Due to the inherent ability of porphyrins to harvest light, researchers have been striving to expand upon their optical and electronic properties. This thesis investigates the design and improvement of the ability of porphyrins to collect light for applications as donor materials to organic electronics.
Derivatives of 21,23-dithiaporphyrins were investigated for their optical and electrochemical properties, in addition to studying the possibility of long-range ordering through the formation of liquid crystalline mesogens. It was found that these dithiaporphyrin derivatives are likely soft-crystalline and through their ability to long-range order, were able to increase their conductivity in a thin-film.
The improvements of optical, electrochemical and self-assembling ability of these 21,23-dithiaporphyrins compared to their tetra pyrrolic analogues, prompted the inclusion of these molecules, as a light harvester, into a dye-sensitized solar cell. While the cell was unsuccessful, new dithiaporphyrin chemistry was explored and the optical and electrochemical properties of dithiaporphyrins were studied.
To further improve the ability of dithiaporphyrins to harvest light, synthetic changes were made to incorporate planar ethynyl meso-spacers, as well as fuse polycyclic aromatic hydrocarbons to the back bone of the macrocyclic, porphyrin core. Through the gradual improvement in the design of these dithiaporphyrins, it was found that the absorption profile of these compounds broadened and red-shifted to lower wavelengths, compared to tetra pyrrolic analogues. Additionally, it was found that these compounds could oxidize more readily, while still maintaining electronic energy levels, compatible with acceptor materials, for organic photovoltaic applications.

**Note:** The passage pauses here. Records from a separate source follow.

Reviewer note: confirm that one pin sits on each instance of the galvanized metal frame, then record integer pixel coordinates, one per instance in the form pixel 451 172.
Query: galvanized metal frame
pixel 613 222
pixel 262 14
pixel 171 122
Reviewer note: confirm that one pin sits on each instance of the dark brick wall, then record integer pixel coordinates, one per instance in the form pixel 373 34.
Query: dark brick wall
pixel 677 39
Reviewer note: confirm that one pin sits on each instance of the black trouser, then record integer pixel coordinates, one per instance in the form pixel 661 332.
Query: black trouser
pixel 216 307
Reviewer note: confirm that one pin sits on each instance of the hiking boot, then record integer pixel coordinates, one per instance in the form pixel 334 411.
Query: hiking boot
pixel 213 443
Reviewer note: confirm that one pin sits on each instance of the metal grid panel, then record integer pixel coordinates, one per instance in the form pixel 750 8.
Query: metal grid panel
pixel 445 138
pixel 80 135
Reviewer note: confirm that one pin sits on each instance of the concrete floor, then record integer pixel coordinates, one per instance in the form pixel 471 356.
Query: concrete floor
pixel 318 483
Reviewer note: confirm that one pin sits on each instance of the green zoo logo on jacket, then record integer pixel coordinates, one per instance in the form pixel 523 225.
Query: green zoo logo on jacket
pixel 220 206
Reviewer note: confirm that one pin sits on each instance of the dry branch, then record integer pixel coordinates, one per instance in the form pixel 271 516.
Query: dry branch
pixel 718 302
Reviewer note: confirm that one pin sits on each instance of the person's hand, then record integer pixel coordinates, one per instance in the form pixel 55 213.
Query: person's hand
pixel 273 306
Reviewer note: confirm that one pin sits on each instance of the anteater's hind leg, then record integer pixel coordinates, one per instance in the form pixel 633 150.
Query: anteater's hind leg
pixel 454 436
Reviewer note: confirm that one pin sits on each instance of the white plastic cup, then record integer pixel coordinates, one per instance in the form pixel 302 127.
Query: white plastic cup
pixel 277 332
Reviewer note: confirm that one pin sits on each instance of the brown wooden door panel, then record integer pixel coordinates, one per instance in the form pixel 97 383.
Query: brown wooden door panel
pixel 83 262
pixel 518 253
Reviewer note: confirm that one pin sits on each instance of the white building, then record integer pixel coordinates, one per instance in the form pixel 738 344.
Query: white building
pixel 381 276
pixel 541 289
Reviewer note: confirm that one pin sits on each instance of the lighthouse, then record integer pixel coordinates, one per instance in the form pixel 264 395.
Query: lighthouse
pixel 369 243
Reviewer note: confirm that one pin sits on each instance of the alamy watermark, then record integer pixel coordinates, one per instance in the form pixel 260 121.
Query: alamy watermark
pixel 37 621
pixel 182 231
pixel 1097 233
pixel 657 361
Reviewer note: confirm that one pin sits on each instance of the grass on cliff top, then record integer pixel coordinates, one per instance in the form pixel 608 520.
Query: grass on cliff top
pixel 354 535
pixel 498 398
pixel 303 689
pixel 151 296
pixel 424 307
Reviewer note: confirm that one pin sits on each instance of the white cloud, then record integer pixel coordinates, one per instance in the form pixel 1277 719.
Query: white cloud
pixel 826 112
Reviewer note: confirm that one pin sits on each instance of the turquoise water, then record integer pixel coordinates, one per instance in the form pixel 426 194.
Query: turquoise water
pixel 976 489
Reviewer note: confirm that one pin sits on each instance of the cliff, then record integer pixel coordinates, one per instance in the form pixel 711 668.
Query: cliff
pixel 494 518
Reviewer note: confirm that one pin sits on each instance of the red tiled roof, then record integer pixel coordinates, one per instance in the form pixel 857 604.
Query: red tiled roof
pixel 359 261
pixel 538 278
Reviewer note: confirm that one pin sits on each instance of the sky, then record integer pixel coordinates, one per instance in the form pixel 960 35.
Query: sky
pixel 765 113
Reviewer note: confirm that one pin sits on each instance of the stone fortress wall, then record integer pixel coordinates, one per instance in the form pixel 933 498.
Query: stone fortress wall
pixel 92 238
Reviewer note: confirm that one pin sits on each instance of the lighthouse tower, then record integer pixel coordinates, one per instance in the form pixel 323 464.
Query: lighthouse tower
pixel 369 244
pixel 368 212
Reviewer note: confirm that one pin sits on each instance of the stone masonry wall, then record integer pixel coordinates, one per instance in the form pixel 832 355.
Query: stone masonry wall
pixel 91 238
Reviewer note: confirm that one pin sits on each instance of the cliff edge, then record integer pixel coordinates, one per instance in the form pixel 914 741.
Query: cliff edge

Acenaphthene fused dithiaporphyrins exhibited the most encouraging light harvesting properties compared to all the derivatives within this work. These electron rich, highly delocalized dithiaporphyrins, displayed red-shifted absorbance profiles which were capable of harvesting low energy photons beyond 1000 nm. Additionally, these derivatives were able to oxidize at very low potentials, while maintaining stability in air. While these molecules did not display long-range ordering ability, they did show promising, non-covalent, interactions with the common fullerene acceptor material, C60.